Government has given its informal backing to a vehicle-financing arrangement that could “double the number of potential new car customers” in SA, Wesbank chief executive Ronnie Watson says.

Government has given its informal backing to a vehicle-financing arrangement that could “double the number of potential new car customers” in SA, Wesbank chief executive Ronnie Watson says.


According to a report, legislation was expected to be introduced this year to allow the private leasing of vehicles, a mechanism that allows far lower repayments, making it more affordable to buy a car.


The automotive retailers association (RMI) and WesBank made submissions to the trade and industry ministry last year in which they suggested that government change the law to allow private leasing.
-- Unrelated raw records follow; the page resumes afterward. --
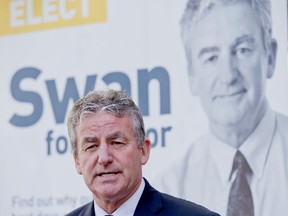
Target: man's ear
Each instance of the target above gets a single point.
(193, 84)
(145, 151)
(77, 164)
(272, 52)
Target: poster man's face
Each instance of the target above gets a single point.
(229, 64)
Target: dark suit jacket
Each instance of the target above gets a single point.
(153, 203)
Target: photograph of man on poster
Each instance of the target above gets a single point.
(240, 167)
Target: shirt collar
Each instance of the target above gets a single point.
(128, 207)
(255, 149)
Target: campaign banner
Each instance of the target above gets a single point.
(52, 52)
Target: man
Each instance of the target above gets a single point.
(107, 135)
(230, 55)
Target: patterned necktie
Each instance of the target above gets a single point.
(240, 198)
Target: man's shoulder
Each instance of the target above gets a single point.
(82, 210)
(166, 204)
(184, 207)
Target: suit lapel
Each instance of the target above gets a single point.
(150, 202)
(88, 210)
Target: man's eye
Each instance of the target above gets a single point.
(90, 147)
(211, 59)
(117, 143)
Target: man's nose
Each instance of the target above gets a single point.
(104, 154)
(228, 70)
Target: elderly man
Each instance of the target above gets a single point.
(240, 167)
(106, 131)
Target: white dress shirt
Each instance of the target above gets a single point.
(203, 174)
(127, 208)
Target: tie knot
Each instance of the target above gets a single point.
(240, 164)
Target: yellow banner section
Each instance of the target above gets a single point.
(19, 16)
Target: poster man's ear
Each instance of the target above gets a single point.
(193, 83)
(272, 52)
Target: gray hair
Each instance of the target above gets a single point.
(195, 9)
(114, 102)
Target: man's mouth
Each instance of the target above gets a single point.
(232, 94)
(108, 174)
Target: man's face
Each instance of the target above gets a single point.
(230, 64)
(108, 156)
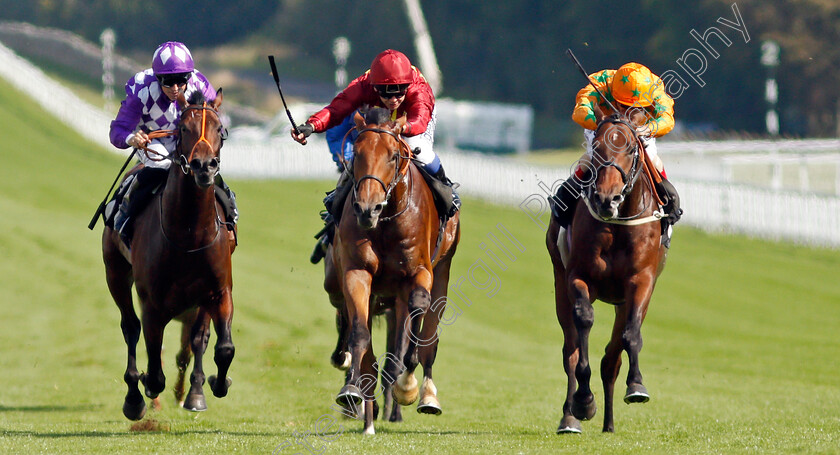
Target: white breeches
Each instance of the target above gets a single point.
(425, 141)
(152, 160)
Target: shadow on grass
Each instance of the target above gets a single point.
(110, 434)
(50, 408)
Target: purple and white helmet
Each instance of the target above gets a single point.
(172, 57)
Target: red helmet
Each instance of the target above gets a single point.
(390, 68)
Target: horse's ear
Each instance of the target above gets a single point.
(182, 101)
(637, 116)
(360, 121)
(402, 124)
(217, 103)
(599, 114)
At present, this option is only open to companies or to individuals with car allowances.


WesBank has reportedly been told that the task force established to look at changes to consumer credit laws had recommended a broad overhaul of the laws, which would include a move to enable private leasing.
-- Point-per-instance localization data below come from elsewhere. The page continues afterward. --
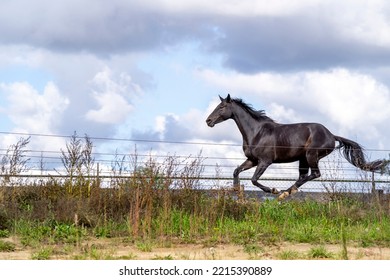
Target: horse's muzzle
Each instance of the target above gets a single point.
(210, 123)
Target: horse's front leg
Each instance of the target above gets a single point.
(244, 166)
(261, 167)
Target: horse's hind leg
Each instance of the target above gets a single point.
(261, 167)
(304, 164)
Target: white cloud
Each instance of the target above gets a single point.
(349, 101)
(112, 96)
(34, 112)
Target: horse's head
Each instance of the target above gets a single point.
(221, 113)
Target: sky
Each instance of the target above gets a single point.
(154, 69)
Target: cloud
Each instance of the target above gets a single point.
(112, 97)
(348, 101)
(34, 112)
(283, 36)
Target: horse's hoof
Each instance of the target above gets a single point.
(293, 190)
(283, 196)
(275, 191)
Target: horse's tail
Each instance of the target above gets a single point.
(353, 152)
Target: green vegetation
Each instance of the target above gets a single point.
(145, 211)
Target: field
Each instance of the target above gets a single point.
(49, 223)
(159, 214)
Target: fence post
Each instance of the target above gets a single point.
(97, 176)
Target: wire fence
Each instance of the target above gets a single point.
(215, 163)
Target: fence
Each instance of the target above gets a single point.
(206, 165)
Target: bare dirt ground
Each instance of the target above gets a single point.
(118, 249)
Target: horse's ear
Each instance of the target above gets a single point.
(228, 98)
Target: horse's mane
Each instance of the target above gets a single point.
(257, 115)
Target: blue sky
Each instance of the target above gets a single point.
(154, 69)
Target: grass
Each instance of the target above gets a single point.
(160, 203)
(6, 246)
(319, 252)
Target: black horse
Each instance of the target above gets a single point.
(266, 142)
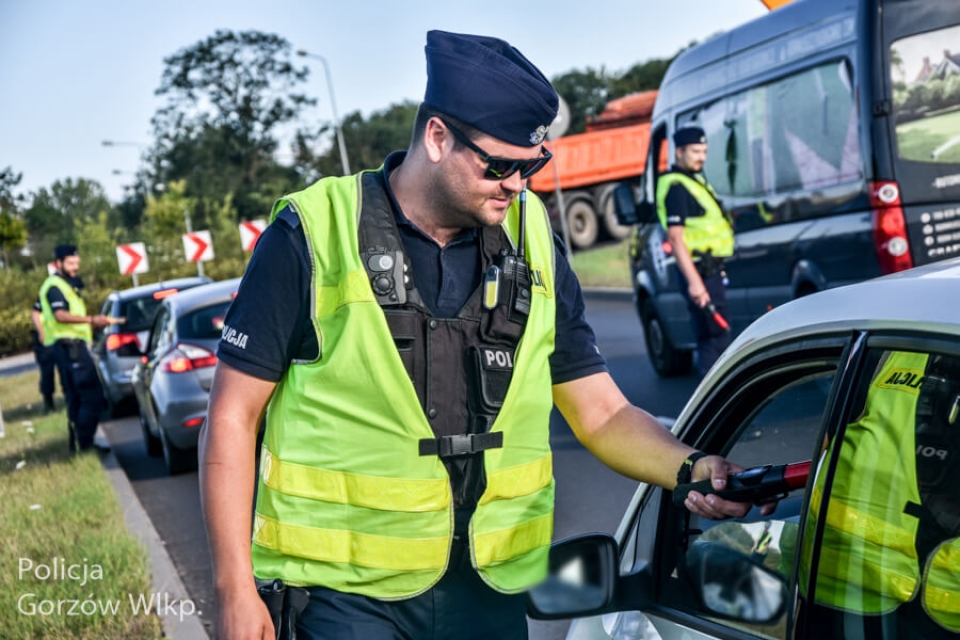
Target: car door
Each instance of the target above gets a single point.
(159, 342)
(770, 409)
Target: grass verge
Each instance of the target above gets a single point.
(69, 568)
(603, 265)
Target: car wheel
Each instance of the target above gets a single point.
(150, 441)
(177, 460)
(582, 224)
(667, 360)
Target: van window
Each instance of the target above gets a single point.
(796, 133)
(925, 74)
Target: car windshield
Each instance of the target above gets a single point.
(139, 313)
(205, 323)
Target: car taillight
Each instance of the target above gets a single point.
(187, 357)
(125, 344)
(889, 227)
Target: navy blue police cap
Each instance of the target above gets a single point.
(689, 135)
(62, 251)
(490, 85)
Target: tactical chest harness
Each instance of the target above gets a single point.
(374, 451)
(481, 340)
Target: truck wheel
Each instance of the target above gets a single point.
(611, 227)
(667, 360)
(582, 224)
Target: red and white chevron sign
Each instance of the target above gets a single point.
(132, 258)
(250, 231)
(198, 246)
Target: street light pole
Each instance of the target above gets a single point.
(333, 106)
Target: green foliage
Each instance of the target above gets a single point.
(226, 97)
(13, 232)
(61, 505)
(13, 236)
(368, 140)
(587, 92)
(57, 213)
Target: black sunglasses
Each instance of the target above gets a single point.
(502, 168)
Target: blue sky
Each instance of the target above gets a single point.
(76, 72)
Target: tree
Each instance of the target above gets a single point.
(368, 141)
(227, 96)
(56, 214)
(13, 233)
(586, 94)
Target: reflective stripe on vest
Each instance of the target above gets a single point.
(53, 330)
(941, 585)
(868, 559)
(709, 232)
(345, 501)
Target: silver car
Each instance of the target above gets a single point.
(845, 408)
(172, 380)
(117, 348)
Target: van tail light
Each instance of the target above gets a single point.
(187, 357)
(889, 227)
(125, 344)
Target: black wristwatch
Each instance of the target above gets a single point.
(686, 467)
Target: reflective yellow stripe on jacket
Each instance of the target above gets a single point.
(709, 232)
(53, 330)
(868, 560)
(941, 585)
(345, 500)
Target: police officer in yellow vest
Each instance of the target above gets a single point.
(68, 331)
(407, 331)
(700, 237)
(890, 554)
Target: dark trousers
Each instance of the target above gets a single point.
(711, 338)
(82, 389)
(47, 362)
(461, 606)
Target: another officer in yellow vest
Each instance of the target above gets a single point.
(68, 331)
(700, 237)
(890, 555)
(407, 331)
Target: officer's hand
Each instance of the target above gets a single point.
(698, 293)
(711, 506)
(244, 616)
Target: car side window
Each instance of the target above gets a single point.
(885, 545)
(736, 573)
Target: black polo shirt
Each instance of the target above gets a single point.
(272, 306)
(680, 202)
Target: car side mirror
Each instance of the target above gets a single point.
(624, 206)
(580, 580)
(734, 586)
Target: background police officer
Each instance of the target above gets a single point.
(406, 474)
(46, 360)
(68, 331)
(700, 237)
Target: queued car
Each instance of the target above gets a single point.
(117, 348)
(172, 379)
(852, 395)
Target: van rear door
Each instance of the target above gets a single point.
(921, 74)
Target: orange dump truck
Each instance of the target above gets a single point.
(590, 164)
"I am quite confident that the issue will now be addressed. There are just some amendments which need to be made," said WesBank spokesman Keith de Swardt.


RMI chief executive Jeff Osborne welcomed the news, but said he was disappointed by the slow response from government: "We want to see a revitalisation of car sales and believe it is time for innovation on the part of all partners."
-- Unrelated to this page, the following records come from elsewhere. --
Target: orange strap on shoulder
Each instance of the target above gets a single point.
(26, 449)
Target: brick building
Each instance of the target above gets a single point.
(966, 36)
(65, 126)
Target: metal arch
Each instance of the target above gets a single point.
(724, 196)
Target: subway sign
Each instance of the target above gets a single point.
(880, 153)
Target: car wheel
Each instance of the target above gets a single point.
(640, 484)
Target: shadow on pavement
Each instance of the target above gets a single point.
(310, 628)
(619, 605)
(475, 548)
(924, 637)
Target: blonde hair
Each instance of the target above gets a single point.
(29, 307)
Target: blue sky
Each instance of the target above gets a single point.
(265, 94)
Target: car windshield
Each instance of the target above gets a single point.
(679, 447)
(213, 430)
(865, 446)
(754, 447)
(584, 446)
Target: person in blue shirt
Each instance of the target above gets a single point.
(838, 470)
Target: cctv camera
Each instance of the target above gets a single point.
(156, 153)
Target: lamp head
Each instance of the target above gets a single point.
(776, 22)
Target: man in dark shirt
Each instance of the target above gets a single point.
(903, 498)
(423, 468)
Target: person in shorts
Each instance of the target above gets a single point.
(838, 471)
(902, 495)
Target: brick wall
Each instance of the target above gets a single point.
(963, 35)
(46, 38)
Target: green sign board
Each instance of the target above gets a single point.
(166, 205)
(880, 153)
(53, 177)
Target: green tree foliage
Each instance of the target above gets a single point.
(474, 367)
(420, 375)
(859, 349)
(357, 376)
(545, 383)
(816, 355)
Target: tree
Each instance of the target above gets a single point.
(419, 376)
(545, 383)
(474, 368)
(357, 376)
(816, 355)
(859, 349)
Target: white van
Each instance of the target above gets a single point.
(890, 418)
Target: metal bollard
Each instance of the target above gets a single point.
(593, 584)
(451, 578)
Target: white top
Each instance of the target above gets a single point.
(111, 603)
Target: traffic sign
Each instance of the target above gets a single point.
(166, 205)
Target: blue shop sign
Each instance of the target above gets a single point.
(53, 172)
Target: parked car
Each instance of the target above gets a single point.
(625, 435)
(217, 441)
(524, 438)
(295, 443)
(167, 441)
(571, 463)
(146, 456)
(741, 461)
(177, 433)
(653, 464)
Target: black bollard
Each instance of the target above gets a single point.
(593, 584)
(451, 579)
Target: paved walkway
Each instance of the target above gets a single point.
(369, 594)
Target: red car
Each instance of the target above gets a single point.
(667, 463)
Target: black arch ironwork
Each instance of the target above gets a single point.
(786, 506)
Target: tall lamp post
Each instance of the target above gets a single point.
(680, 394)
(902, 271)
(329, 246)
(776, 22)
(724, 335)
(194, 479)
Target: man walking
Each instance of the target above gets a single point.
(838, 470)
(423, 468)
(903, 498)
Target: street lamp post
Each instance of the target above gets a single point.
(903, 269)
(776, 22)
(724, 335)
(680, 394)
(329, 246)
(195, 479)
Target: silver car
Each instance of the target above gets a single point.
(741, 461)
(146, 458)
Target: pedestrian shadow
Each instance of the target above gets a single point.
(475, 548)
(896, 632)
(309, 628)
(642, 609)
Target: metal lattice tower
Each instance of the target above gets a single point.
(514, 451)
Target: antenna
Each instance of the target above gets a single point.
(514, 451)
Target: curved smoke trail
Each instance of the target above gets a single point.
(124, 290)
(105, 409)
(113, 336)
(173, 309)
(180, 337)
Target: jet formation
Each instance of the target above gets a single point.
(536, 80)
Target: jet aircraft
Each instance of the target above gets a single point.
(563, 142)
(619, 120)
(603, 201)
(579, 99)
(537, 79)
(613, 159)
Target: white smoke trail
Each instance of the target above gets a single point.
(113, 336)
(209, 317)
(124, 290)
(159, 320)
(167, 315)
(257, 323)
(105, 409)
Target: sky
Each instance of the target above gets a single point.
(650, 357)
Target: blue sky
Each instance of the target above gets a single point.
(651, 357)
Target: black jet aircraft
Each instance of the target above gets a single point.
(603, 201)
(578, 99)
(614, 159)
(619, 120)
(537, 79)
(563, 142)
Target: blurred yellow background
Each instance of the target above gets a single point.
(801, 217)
Watson said that a few amendments could cut the monthly cost of using a vehicle 20 per cent "which could allow another five per cent of the population to have the opportunity of financing a new car".


He added that there would be broader benefits for SA from stimulating the automotive industry in this way.


"I strongly believe that if the prime rate remains down and vehicle-price inflation is kept below general inflation, and our applications on private leasing are successful, we could see a total motor market of approximately 500 000 to 600 000 units by 2008," Watson said.


WesBank asked government to “relax laws concerning minimum deposit, the maximum period of repayment and to address the fact that monthly instalments may not vary more than 10 per cent”, reported on Tuesday.